When we are young and healthy, we synthesize CoQ10 entirely ourselves. As we age, we make less and less. And if we’re chronically ill, we rapidly deplete this essential substance. It’s hard to get CoQ10 from our diet (15 pounds of peanut butter contains 100 milligrams, a reasonable daily supplement; three pounds of sardines, a food ‘rich’ in CoQ10, provides 100 milligrams as well). And as we lose our ability to synthesize enough of it, we end up vulnerable to aging and ill health (Figure 2). As our CoQ10 stores fall because of increased metabolic demand, disease, deficiency of precursors and enzymes that synthesize it, and oxidative stress, we suffer. That slow, continuous decline becomes apparent around forty years of age, and according to Robert J. Barry, Ph.D., a former advisor for the National Institute of Health, and currently in Scientific Affairs at Kaneka Nutrients, the world’s leading supplier of CoQ10, is linked to age-related conditions such as heart disease, neurodegenerative diseases, cancer, diabetes, and the profound loss of stamina and energy that we all associate with growing old (4).

Figure 2. Age-Related Decrease in Coenzyme Q10

The concentration of coenzyme Q10 in the body decreases year by year, indicating that it has a close relationship with aging.

As Dr. Barry states: “It is very important to note that CoQ10 concentrations in the body decrease steadily as we age, and this decrease has been associated with the aging process itself, as well as age-related degenerative diseases”(5). According to Barry, levels start declining around age 20 and by age 40 the drop is noticeable. Peak values in the lungs, heart, spleen, liver, and kidneys are observed at 20 years of age (Figure 2).

“A steady, lifetime decrease in CoQ10 is far more common than we may have assumed,” states biochemist Magnus Bentinger of Stockholm University and the Rolf Luft Center for Diabetes and Endocrinology in Stockholm (6).

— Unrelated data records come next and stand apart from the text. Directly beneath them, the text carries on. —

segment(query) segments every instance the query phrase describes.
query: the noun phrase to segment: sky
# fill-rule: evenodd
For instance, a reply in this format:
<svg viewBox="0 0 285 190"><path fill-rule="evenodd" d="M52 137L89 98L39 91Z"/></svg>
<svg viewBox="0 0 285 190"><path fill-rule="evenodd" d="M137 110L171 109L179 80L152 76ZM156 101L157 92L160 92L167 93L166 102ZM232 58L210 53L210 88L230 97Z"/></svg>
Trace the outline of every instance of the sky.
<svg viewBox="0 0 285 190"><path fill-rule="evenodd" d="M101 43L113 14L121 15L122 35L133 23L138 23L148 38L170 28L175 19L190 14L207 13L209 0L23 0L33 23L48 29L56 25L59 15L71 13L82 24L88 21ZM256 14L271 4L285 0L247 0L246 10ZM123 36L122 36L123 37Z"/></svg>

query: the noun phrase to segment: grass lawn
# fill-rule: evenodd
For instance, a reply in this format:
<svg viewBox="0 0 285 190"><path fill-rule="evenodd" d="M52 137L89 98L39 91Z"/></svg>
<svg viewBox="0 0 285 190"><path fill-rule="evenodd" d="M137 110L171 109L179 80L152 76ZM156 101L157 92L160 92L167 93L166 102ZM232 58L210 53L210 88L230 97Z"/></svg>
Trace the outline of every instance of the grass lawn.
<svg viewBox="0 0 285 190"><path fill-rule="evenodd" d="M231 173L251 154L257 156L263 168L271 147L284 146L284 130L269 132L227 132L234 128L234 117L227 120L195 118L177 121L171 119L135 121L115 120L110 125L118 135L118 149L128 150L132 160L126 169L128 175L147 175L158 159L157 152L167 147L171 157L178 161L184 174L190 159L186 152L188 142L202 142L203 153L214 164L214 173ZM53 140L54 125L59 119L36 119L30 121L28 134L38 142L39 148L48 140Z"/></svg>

CoQ10 is the only lipid-soluble antioxidant we make, present in all membranes. Forty years of research has shown that CoQ10 prevents both lipid and protein oxidation, and even DNA oxidation (3). And it prevents both the initiation and the propagation of lipid peroxidation (unlike, for instance, vitamin E, which only inhibits propagation).

Because CoQ10 is essential for the production of cellular energy, supplementing it enhances stamina and health. Millions of people have taken CoQ10 supplements with no reported toxicity in over a thousand human and clinical trials. According to Dr. Barry, “Some reports say this decline in coenzyme Q10 becomes apparent around 40 years of age, some reports say as early as 20 years with slow but continuous decline.  The result is less cellular energy, slower conversion to the reduced form and subsequently diminished protection against oxidative insult.”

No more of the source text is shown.